On May 29, Huang Guanglie, director of the Guangzhou Municipal Health Commission, described the situation during a press conference: “We must run a little earlier and faster to stop the transmission of the virus and cut the chain of infection, otherwise, there is a high chance of more local infections.”  

An epidemiologist from the China CDC told NewsChina that implementing prevention and control measures within a limited scale while controlling an outbreak is a challenge that will test the ability of local officials. He said that a megacity like Guangzhou, with more than 18 million permanent residents, is so densely populated and economically active that it is difficult for the local government to decide to what degree to enforce prevention and control measures, since there is a consequent economic impact. In Guangzhou, as the outbreak continued, there was a continued ramping up of testing and lockdown measures.  

Tightened control measures at transportation hubs since the end of May resulted in a drop of more than 60 percent in daily passenger trips in Guangzhou. Starting June 7, people in areas deemed medium or high risk were not allowed to leave their homes.  

In early June, other city districts also conducted nucleic acid testing for all residents.  

“We emphasized targeted prevention measures, but as we are countered by such a rapid transmission of the Delta variant, we must set up in advance prevention and control measures. So largescale nucleic acid screening is very effective and very necessary,” said Zhang Zhoubin during an interview with Central China Television. According to Zhang, since the start of mass nucleic acid screening on May 26, as of June 5, more than 16 million test samples were collected in Guangzhou, with 33 positive results.  

On May 30, the R number decreased to 4.19. Yang Zhicong, director of the Guangzhou CDC, said the effect of the mass testing in Guangzhou was significant. “We calculated through mathematical models that without effective prevention and control measures, there would be nearly 300 cases.”  

Unlike the SARS epidemic in 2003, which spread and was contained within months, the fight against Covid-19 is a prolonged battle. “We must have zero tolerance towards sporadic outbreaks and the spread of mild infections,” Zhang Wenhong, professor and head of the Center for Infectious Disease, Huashan Hospital of Fudan University in Shanghai, told media on June 3 during the Boao Forum for Global Health for Asia.  

Zhang pointed out that only when the vaccination rate in China is high enough can the country get sufficient data, including the duration of the vaccine protection rate and the resistance of the vaccine against imported infections.

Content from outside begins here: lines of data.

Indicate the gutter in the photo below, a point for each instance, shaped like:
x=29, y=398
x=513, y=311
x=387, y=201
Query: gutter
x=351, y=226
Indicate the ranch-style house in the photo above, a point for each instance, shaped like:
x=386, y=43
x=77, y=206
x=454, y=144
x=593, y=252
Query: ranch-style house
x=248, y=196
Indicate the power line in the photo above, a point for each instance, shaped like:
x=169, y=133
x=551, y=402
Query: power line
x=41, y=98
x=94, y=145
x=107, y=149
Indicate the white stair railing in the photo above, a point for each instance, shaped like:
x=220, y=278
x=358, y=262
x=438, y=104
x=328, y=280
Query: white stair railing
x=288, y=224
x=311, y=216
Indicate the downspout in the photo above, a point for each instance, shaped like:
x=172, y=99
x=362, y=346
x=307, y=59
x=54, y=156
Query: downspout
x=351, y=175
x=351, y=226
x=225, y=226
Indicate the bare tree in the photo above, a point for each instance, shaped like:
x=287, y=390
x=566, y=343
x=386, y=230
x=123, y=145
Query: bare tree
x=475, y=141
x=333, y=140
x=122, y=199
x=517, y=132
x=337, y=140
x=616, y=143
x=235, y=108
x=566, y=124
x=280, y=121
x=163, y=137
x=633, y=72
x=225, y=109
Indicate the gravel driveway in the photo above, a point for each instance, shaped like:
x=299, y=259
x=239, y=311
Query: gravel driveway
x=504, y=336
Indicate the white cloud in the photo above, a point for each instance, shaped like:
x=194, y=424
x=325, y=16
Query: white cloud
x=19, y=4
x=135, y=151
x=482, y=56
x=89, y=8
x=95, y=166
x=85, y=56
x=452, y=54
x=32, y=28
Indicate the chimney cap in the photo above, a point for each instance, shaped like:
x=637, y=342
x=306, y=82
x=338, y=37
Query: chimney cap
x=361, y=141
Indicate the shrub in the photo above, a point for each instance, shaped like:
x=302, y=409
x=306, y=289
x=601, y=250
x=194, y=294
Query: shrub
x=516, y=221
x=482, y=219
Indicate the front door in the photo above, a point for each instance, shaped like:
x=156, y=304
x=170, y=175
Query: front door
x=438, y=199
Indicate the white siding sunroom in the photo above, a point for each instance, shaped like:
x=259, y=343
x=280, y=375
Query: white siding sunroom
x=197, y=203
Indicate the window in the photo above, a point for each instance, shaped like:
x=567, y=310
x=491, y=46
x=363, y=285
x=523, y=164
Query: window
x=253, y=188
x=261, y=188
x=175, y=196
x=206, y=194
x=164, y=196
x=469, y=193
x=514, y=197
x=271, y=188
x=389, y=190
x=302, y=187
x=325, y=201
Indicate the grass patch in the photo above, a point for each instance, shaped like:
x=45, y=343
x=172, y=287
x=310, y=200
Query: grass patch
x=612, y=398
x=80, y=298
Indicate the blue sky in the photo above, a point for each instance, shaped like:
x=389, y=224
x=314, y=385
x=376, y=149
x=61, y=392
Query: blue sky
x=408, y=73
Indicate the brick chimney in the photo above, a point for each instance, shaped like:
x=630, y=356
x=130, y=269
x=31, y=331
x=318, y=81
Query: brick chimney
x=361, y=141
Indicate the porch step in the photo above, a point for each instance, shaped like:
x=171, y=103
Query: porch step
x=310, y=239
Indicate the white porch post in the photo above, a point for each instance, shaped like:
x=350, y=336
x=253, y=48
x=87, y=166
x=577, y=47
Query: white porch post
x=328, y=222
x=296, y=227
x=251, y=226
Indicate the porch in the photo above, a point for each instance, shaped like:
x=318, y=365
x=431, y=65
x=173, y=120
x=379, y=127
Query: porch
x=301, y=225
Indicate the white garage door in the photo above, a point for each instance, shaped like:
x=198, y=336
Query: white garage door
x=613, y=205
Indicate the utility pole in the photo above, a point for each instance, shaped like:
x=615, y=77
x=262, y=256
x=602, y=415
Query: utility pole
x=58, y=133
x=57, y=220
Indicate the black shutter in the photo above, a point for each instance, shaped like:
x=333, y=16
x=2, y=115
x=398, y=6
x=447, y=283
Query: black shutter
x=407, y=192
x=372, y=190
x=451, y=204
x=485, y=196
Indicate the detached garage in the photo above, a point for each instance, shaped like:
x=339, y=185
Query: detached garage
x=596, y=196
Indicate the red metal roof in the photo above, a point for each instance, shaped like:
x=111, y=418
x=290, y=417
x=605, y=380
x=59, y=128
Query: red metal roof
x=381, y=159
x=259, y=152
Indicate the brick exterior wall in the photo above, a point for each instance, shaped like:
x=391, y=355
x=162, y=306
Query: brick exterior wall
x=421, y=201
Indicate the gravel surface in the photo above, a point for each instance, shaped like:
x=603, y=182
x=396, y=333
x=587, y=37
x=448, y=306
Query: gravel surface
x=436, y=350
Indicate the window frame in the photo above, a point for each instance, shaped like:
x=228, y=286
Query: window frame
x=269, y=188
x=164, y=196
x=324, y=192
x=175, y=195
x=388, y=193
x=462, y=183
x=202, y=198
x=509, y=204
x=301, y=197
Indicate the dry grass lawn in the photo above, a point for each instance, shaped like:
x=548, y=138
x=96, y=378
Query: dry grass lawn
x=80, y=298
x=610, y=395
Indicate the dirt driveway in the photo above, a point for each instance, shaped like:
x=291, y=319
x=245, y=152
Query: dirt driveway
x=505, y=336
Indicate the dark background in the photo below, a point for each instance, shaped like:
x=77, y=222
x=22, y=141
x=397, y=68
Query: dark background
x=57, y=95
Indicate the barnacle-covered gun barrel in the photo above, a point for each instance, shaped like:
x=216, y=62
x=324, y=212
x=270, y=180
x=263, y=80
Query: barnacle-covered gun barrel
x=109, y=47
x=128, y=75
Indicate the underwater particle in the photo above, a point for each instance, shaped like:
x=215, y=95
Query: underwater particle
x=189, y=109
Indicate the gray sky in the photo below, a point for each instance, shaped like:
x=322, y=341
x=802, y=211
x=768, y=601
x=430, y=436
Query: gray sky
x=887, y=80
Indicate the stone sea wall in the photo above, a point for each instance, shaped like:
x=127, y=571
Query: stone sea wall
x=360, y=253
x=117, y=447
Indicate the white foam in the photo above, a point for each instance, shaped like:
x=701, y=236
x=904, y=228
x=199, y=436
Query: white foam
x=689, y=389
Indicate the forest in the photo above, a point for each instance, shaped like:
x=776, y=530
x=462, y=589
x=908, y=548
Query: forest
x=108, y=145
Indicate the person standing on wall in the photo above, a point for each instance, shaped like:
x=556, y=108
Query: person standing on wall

When China’s existing medical network can resist sporadic cases and can control the Covid-19 mortality rate and morbidity to a very low level, then the country can talk about relaxation of current intervention measures, Zhang said. 
 
Feng Zijian, a researcher at the China CDC, said at the same forum that the only goal at the moment is to have all people vaccinated as quickly as possible. “It’s the safest way, and then we can have the conditions to consider adjusting our strategy,” Feng said.  

Given a jolt by the recent outbreak, vaccination in Guangdong Province, with a population of more than 180 million, has accelerated. Data on June 2 indicated that 60 million doses had been administered in Guangdong. It took Guangdong 108 days to fulfill the first 10 million doses, and 26 days for the second 10 million doses, 13 days for the third 10 million doses, and a mere six days for the sixth batch of 10 million doses. As of June 2, vaccination coverage of the target population between ages 18 to 59 in major cities in Guangdong, including Guangzhou, Shenzhen, Foshan and Dongguan, had exceeded 70 percent for the first dose.  

While the vaccine campaign was slow to start in China, efforts to vaccinate the population have ramped up, particularly after the recent outbreaks, with many previously hesitant people flocking to vaccination centers. As of July 13, across China, over 1.4 billion doses of Covid-19 vaccine have been administered.